Many things people want to do these days are memory bandwidth limited. Editing/recoding video, or even tweaking still pictures and playing games are all memory bandwidth limited. GPUs have far better memory bandwidth than CPUs, because they are sold differently.
The extra bandwidth comes from five advantages that GPUs enjoy:
- GPU and memory come together on one board (faster, more pins)
- point-to-point memory interface (faster, lower power)
- cheap GPU silicon real estate means more pins
- occasional bit errors in GPU memory are considered acceptable
- GPUs typically have less memory than CPUs
CPU memory interfaces are expected to be expandible. Expandibility has dropped somewhat, so that currently you get two slots, one of which starts out populated and the other of which is sometimes populated and sometimes not. The consequence is that the CPU to DRAM connection has multiple drops on each pin.
GPUs always have one DRAM pin to each GPU pin. If they use more DRAM chips, those chips have more narrow interfaces. Because they are guaranteed point-to-point interfaces, the interfaces can run at higher speed, generally about twice the rate of CPU interfaces.
CPU silicon is optimized for single-thread performance -- both Intel and AMD have very high performance silicon. As a result, the silicon costs more per unit area than the commodity silicon the GPUs are built with. The "programs" that run on GPUs are much more amenable to parallelization, which is why GPUs can be competitive with lower-performance silicon.
It turns out that I/O pins require drivers and ESD protection structures that have not scaled down with logic transistors over time. As a result, pins on CPUs cost more than pins on GPUs, and so GPUs have more pins. That means they can talk to more DRAM pins and get more bandwidth.

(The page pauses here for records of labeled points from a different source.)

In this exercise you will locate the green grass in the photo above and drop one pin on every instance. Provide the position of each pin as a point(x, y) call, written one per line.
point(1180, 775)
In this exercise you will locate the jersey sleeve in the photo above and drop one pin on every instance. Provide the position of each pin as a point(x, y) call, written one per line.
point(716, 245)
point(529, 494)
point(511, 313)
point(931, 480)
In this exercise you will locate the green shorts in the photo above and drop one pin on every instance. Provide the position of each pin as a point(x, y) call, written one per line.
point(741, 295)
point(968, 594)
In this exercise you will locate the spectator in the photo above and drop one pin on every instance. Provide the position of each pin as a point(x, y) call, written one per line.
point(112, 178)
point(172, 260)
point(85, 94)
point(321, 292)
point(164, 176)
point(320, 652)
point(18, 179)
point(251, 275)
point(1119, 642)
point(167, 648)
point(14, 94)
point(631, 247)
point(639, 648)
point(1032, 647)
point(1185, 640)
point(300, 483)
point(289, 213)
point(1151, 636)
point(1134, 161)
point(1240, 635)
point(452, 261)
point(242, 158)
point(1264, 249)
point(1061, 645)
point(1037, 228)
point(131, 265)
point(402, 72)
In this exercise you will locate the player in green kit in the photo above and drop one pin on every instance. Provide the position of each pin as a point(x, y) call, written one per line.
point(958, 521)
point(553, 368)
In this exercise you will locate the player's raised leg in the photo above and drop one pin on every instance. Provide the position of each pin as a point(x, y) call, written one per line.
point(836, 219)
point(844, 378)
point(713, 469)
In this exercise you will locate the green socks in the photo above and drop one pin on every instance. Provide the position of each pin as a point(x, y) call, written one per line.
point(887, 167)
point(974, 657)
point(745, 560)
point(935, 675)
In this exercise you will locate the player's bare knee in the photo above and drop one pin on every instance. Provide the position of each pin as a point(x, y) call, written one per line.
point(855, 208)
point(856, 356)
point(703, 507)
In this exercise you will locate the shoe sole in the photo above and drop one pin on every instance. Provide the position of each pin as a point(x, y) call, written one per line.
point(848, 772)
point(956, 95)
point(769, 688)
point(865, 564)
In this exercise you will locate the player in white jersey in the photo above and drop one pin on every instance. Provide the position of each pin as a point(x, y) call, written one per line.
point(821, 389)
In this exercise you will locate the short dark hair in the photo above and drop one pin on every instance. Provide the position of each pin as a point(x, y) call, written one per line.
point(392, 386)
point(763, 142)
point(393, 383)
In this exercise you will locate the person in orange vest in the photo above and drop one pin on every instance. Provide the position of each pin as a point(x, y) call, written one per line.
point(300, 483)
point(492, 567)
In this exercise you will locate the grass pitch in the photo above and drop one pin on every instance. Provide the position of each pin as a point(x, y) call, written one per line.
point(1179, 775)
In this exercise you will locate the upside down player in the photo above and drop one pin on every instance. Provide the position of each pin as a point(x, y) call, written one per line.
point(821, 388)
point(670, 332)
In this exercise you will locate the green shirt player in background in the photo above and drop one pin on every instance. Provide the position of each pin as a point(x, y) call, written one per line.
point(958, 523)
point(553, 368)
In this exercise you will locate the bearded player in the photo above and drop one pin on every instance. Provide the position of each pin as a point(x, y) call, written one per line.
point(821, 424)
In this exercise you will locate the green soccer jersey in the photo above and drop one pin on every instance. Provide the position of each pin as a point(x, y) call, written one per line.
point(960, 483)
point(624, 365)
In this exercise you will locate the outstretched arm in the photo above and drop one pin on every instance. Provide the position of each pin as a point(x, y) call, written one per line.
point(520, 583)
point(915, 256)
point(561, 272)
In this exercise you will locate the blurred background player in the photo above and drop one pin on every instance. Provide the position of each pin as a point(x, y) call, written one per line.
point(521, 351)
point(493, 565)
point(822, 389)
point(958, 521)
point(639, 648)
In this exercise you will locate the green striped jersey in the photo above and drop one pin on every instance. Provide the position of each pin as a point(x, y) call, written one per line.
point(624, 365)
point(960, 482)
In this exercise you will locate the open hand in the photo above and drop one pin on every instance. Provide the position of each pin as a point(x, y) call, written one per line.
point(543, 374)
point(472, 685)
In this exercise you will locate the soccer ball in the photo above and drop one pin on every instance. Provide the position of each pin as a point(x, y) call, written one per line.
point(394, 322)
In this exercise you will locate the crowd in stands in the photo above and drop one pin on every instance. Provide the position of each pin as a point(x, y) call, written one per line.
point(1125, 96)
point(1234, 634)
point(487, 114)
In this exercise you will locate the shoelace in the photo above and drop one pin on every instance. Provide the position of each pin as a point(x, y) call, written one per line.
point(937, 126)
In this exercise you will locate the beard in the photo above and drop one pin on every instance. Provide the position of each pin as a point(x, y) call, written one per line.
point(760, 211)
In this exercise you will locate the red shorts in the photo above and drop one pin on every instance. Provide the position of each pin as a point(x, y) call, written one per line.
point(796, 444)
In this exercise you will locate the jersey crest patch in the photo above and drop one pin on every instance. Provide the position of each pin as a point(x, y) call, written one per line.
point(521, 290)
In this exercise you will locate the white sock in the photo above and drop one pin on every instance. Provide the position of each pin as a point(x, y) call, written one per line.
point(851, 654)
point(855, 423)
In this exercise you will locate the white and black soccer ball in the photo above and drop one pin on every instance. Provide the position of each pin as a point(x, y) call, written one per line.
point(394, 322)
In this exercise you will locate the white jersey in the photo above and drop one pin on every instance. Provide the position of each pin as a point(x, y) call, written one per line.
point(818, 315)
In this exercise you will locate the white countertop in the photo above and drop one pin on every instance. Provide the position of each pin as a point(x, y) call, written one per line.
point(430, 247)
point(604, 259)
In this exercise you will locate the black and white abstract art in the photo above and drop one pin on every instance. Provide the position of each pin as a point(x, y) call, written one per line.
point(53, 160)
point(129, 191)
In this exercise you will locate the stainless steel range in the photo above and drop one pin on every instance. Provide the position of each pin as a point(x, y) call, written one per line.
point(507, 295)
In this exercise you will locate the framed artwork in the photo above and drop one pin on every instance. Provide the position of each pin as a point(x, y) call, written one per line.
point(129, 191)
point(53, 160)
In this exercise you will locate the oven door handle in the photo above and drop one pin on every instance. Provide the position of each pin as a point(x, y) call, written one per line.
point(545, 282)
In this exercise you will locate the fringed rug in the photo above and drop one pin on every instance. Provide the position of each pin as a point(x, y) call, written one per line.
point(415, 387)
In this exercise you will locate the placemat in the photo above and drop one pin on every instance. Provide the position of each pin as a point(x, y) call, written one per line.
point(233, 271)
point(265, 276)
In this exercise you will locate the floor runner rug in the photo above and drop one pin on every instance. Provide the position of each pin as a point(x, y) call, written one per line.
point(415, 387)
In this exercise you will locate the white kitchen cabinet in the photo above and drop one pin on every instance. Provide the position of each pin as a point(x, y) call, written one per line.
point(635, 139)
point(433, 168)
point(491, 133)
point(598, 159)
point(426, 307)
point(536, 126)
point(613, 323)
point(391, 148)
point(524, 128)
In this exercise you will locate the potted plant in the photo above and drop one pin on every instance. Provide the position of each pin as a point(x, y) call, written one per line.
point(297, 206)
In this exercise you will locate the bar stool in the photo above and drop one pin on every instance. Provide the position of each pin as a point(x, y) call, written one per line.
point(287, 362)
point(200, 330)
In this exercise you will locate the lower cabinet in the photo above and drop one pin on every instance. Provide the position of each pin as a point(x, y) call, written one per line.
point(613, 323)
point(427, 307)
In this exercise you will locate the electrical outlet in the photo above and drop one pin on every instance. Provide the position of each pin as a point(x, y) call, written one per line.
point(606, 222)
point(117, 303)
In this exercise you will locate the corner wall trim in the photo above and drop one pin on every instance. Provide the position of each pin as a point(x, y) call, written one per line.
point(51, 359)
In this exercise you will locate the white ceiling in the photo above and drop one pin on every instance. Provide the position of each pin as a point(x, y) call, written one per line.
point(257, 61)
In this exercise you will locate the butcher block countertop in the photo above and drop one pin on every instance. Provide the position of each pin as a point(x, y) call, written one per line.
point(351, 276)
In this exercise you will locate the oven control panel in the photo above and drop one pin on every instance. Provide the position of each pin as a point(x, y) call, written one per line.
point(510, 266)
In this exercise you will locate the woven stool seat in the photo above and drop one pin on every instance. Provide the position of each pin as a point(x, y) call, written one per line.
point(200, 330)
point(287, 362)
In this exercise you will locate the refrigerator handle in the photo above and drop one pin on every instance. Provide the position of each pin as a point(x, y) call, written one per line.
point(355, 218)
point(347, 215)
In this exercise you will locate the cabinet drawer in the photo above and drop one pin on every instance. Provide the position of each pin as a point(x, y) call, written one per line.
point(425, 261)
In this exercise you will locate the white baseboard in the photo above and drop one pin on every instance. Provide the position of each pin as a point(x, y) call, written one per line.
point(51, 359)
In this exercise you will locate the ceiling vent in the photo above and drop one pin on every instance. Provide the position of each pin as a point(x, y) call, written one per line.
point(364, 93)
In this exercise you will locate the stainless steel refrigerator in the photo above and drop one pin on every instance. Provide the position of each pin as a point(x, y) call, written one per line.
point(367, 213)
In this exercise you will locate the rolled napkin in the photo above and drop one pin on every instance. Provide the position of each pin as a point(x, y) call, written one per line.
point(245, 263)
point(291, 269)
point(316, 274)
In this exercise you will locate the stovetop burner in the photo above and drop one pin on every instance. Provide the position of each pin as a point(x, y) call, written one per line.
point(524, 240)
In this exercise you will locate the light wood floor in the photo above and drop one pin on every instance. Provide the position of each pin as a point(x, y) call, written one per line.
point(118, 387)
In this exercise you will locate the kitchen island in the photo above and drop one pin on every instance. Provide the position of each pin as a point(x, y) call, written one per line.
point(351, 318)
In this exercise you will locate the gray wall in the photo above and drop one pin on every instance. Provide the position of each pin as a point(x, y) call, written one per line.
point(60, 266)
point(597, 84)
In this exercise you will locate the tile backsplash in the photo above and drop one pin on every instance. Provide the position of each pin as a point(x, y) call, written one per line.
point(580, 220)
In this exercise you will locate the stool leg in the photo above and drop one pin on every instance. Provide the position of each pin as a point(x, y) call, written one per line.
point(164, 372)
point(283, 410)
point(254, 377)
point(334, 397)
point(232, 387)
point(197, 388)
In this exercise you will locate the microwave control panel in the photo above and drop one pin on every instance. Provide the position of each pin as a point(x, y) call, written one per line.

All of the above advantages would apply to a CPU if you sold it the same way a GPU is sold. The final two advantages that GPUs enjoy would not apply, but are easy to work around.
The first is the acceptability of bit errors. GPUs do not have ECC. It would be easy to make a CPU/GPU that had a big wide interface with ECC.
The second is the memory size. GPUs typically connect to 8 or 16 DRAM chips with 32b interfaces each. It would be straightforward to connect with 64 DRAM chips with 8b interfaces each. If fanout to the control pins of the DRAMs becomes a problem, off-chip dedicated drivers would be cheap to implement.
So, I think integrated CPU/GPU combinations will be interesting for the market, but I think they will be more interesting once they are sold the way GPUs are sold today. Essentially, you will buy a motherboard from Iwill with an AMD CPU/GPU and 2 to 8 GB of memory, and the memory and processor will not be upgradable.
For servers, I think AMD is going in the right direction: very low power (very cheap) mux chips which connect perhaps 4 or even 8 DRAM pins to each GPU/CPU pin. This solution can maintain point-to-point electrical connections to DIMM-mounted DRAMs, and get connectivity to 512 DRAM chips for 64 GB per GPU/CPU chip.